Friday, March 20, 2009

INTERVIEW Part I

The other day I got this really cool message from a Temple student. I think she was writing an article for the school paper. She asked me questions about my play, and I had a great time answering them, though now I think I may have freaked her out with my insane theater-nuts passion or something because she never got back to me. Anyway, here's the first question. It took me back to college days, and I wound up digging out some artifacts from 2002!

Hi Mr. Walsh,
Thank you so much for getting back to me. If you could answer these questions by this Thursday or Friday that would be fantastic. You can just send them to this same e-mail.
Thanks again!

1. I see that Whisky Neat originally premiered as Das Ein at the 2002 Philadelphia Fringe Festival. What can you tell me about its reception by the audiences?

Actually, the play was titled "Dasein" -- one of Martin Heidegger's philosophy terms. I have no idea why I titled it that. Azuka spelled it "Das Ein" in their marketing materials. I have no idea why they spelled it that way. It's all very mysterious to me. The Fringe show wasn't much of a premiere. It was a 40-min one-act with 3 performances. At that time, I hadn't figured out how to write anything without the pressure of a physical performance planned for a specific date. I asked my friend from college (Dan Kutner, a Temple guy now in New York) if he would direct a play by me. I told him I was working on it, but I really didn't start until after I asked him. I knew the guys that ran the space from a previous show, so they agreed to deduct their money from the tickets. I think I paid the actors -- also my college friends -- $80 a piece for the whole thing. We had no set. We used the door to the theater as an entrance in the play. It was all very ridiculous actually, because there was supposed to be a television in the play, but we had no way of cueing something like that, so people just sort of mysteriously pointed the remote toward stage right. I guess it went over well enough. Fringe audiences -- God bless em -- tend to put up with a lot. The language and the actors had a certain energy that can be entertaining in a small space. Dan did a great job keeping it moving, so you didn't really have a lot of time to start wondering what the hell was going on. I nearly puked the first night -- the first and last night I actually sat with an audience at one of my plays. It was the first time the actors had done the piece in front of people. The lights didn't work. My dad was there. The toilet broke in the men's room. It was horrific. But by the third one, I think people were genuinely laughing and having a good time with it. But "Dasein," for me, was really just the seed of an idea for "Whisky Neat."

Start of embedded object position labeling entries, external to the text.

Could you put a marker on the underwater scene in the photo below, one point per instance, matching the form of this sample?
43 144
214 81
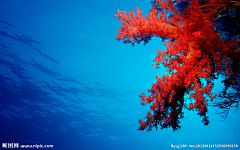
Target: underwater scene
66 83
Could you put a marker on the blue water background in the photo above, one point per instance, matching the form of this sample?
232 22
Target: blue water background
66 81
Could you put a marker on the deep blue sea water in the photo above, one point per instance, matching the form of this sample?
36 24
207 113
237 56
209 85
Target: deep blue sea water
65 81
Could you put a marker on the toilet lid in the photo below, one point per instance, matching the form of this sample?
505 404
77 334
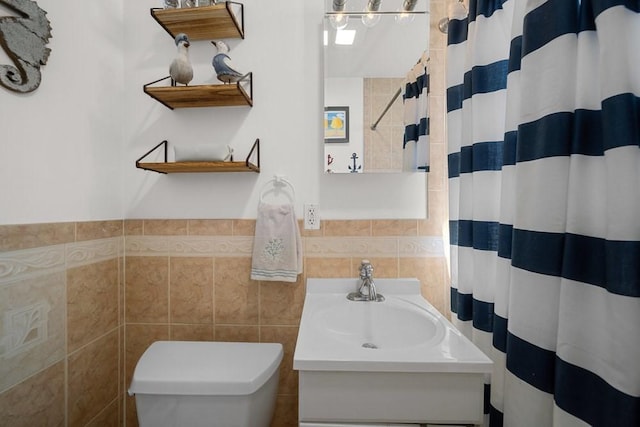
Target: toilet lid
205 368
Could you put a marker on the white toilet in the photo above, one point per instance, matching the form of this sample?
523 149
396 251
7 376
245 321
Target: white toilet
206 384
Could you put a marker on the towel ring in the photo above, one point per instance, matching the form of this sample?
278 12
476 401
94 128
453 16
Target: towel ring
278 183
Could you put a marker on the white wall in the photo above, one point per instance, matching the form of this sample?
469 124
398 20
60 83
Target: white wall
61 145
67 150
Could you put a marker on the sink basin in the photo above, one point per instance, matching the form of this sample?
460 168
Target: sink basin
395 361
391 324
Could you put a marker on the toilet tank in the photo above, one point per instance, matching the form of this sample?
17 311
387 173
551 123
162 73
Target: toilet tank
206 384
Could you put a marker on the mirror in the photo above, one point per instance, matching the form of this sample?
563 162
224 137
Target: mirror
364 80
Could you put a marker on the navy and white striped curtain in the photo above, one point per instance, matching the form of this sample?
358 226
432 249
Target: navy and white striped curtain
415 97
543 111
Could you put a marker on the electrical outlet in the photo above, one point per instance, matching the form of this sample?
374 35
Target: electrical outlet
311 218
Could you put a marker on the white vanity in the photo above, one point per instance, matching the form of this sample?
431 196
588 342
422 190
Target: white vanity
379 363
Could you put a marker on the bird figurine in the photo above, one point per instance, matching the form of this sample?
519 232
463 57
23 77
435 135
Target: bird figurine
180 69
225 71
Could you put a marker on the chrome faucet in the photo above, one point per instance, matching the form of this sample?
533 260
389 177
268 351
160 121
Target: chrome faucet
367 289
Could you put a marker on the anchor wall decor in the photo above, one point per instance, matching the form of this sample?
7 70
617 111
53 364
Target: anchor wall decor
24 37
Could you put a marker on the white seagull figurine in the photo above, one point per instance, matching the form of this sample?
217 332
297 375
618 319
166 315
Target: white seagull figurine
180 69
225 71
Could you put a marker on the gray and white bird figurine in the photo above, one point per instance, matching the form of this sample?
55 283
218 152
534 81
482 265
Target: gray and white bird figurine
225 71
180 69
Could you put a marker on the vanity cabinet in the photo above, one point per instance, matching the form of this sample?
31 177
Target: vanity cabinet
220 21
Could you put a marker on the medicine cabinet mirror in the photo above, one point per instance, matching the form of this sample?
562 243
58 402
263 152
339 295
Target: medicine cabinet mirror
366 60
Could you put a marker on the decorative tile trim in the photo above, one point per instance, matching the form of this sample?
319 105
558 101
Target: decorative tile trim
19 265
326 247
211 246
380 247
92 251
340 247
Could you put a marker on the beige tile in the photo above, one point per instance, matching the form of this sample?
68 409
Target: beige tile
92 302
287 336
38 401
437 221
286 413
133 227
343 228
121 290
131 416
93 379
26 236
109 417
236 294
281 302
382 267
327 267
431 273
235 333
92 230
191 290
137 339
122 384
244 227
210 227
147 289
197 332
310 233
165 227
42 299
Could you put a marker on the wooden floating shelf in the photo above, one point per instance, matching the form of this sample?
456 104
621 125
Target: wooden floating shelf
219 95
202 23
187 167
200 166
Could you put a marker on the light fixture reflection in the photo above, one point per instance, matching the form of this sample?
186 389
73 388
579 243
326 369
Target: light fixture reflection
404 17
339 21
345 37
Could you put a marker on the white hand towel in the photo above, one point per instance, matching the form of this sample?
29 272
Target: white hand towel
277 246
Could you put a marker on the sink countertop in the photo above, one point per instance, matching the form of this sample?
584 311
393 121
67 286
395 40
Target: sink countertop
444 349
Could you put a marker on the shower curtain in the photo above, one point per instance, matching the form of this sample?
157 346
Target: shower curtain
415 98
543 118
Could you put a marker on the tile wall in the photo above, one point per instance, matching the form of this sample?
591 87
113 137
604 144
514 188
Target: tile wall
61 324
382 151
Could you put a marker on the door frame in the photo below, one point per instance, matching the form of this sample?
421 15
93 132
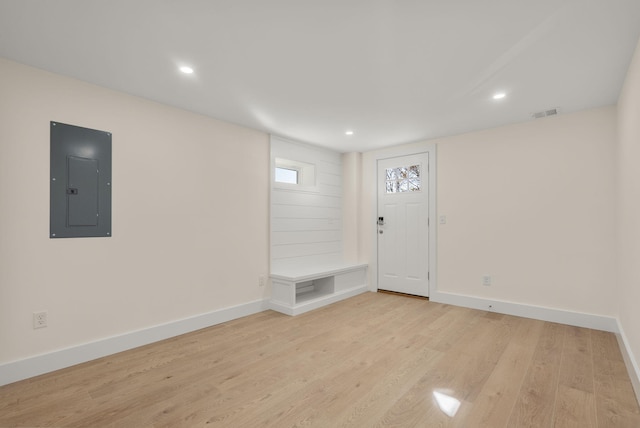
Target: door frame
433 224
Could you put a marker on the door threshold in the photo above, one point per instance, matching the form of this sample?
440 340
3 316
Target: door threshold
413 296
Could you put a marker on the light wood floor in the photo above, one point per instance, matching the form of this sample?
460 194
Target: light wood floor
375 360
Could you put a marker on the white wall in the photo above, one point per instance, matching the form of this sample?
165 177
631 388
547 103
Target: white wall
529 204
306 224
628 183
190 216
351 190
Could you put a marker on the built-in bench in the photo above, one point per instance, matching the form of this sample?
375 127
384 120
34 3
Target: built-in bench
300 289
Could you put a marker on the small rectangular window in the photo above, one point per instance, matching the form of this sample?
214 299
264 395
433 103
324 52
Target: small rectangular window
403 179
287 175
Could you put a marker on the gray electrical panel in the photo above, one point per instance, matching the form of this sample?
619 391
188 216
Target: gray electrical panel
80 196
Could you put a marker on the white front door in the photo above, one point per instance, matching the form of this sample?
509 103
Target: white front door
403 224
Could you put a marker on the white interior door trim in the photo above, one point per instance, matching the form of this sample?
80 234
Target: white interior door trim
372 227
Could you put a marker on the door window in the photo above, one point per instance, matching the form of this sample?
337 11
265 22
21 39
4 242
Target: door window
403 179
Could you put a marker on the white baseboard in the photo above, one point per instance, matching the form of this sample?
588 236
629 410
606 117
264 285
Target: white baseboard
45 363
578 319
629 360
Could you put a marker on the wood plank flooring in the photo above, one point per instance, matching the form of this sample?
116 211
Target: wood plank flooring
375 360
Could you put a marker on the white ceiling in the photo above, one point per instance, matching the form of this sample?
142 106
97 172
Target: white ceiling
391 71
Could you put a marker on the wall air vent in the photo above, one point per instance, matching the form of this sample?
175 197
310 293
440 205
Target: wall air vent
545 113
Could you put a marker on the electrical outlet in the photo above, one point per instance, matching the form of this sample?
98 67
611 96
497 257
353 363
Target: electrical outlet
39 319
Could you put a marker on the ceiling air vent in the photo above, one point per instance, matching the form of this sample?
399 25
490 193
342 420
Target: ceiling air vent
545 113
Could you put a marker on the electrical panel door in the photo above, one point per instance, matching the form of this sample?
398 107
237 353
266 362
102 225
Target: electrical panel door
80 182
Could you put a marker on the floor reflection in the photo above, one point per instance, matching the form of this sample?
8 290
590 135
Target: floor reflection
448 404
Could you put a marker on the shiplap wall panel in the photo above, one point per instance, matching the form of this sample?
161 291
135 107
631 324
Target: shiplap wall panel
299 211
302 237
303 224
306 225
291 198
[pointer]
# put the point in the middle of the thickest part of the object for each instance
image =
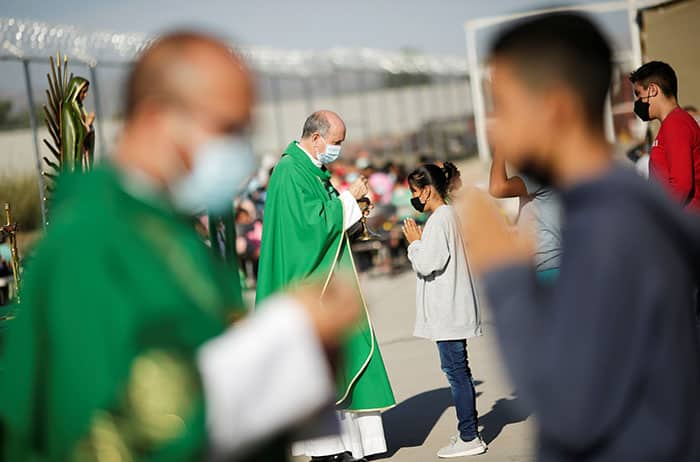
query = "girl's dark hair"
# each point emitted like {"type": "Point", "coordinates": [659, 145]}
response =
{"type": "Point", "coordinates": [432, 175]}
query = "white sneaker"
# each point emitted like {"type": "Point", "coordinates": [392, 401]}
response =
{"type": "Point", "coordinates": [459, 448]}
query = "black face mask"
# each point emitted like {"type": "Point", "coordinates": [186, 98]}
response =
{"type": "Point", "coordinates": [417, 204]}
{"type": "Point", "coordinates": [642, 109]}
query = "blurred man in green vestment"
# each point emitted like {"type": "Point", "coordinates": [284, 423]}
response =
{"type": "Point", "coordinates": [120, 349]}
{"type": "Point", "coordinates": [305, 236]}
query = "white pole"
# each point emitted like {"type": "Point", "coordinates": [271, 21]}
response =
{"type": "Point", "coordinates": [478, 106]}
{"type": "Point", "coordinates": [634, 34]}
{"type": "Point", "coordinates": [609, 120]}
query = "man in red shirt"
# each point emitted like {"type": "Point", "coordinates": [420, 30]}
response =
{"type": "Point", "coordinates": [675, 154]}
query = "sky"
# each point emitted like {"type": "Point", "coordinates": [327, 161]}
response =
{"type": "Point", "coordinates": [434, 26]}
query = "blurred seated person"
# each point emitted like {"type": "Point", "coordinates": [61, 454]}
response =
{"type": "Point", "coordinates": [249, 236]}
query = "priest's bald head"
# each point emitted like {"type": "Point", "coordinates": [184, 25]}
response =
{"type": "Point", "coordinates": [322, 135]}
{"type": "Point", "coordinates": [185, 90]}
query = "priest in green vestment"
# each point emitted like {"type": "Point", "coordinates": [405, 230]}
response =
{"type": "Point", "coordinates": [305, 236]}
{"type": "Point", "coordinates": [120, 349]}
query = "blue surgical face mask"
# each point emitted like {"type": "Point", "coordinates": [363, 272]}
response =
{"type": "Point", "coordinates": [222, 168]}
{"type": "Point", "coordinates": [330, 155]}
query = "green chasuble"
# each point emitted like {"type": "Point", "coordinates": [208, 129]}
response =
{"type": "Point", "coordinates": [99, 363]}
{"type": "Point", "coordinates": [304, 237]}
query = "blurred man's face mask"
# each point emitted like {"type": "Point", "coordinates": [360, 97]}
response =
{"type": "Point", "coordinates": [222, 165]}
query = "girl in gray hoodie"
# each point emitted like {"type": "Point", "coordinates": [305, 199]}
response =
{"type": "Point", "coordinates": [447, 308]}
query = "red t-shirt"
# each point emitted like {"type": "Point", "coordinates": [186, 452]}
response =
{"type": "Point", "coordinates": [675, 158]}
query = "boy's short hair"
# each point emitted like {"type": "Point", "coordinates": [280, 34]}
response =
{"type": "Point", "coordinates": [659, 73]}
{"type": "Point", "coordinates": [561, 48]}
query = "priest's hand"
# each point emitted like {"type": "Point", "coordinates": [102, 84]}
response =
{"type": "Point", "coordinates": [333, 313]}
{"type": "Point", "coordinates": [490, 241]}
{"type": "Point", "coordinates": [411, 230]}
{"type": "Point", "coordinates": [359, 188]}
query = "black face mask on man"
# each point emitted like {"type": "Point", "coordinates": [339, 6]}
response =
{"type": "Point", "coordinates": [641, 109]}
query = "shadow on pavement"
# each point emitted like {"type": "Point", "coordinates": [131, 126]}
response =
{"type": "Point", "coordinates": [504, 412]}
{"type": "Point", "coordinates": [411, 421]}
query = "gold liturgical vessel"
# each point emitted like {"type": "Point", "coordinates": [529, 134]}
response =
{"type": "Point", "coordinates": [367, 234]}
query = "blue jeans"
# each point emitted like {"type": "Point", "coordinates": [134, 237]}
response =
{"type": "Point", "coordinates": [455, 365]}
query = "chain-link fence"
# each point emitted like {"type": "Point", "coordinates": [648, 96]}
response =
{"type": "Point", "coordinates": [394, 103]}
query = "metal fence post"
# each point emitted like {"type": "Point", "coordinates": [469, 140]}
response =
{"type": "Point", "coordinates": [98, 110]}
{"type": "Point", "coordinates": [35, 137]}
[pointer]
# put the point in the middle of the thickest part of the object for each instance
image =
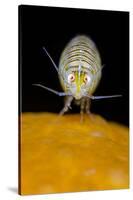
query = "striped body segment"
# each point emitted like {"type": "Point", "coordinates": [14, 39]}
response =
{"type": "Point", "coordinates": [80, 67]}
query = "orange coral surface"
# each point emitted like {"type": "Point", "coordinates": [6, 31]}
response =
{"type": "Point", "coordinates": [61, 154]}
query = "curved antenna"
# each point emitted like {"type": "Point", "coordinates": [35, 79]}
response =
{"type": "Point", "coordinates": [53, 91]}
{"type": "Point", "coordinates": [104, 97]}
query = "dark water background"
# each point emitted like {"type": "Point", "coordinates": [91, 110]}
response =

Director Daniel Kutner (seen here living it up as a professional director in New York City) believed in my one-act, even though I hadn't written anything yet. He also didn't read into the fact that I had to take an incomplete in Theater 110 our freshman year. I owe you one, Dan.


All this talk about 2002 got me digging through my filing cabinet. I never did find an explanation as to the play's title. But I did discover the original listing in the Fringe guide.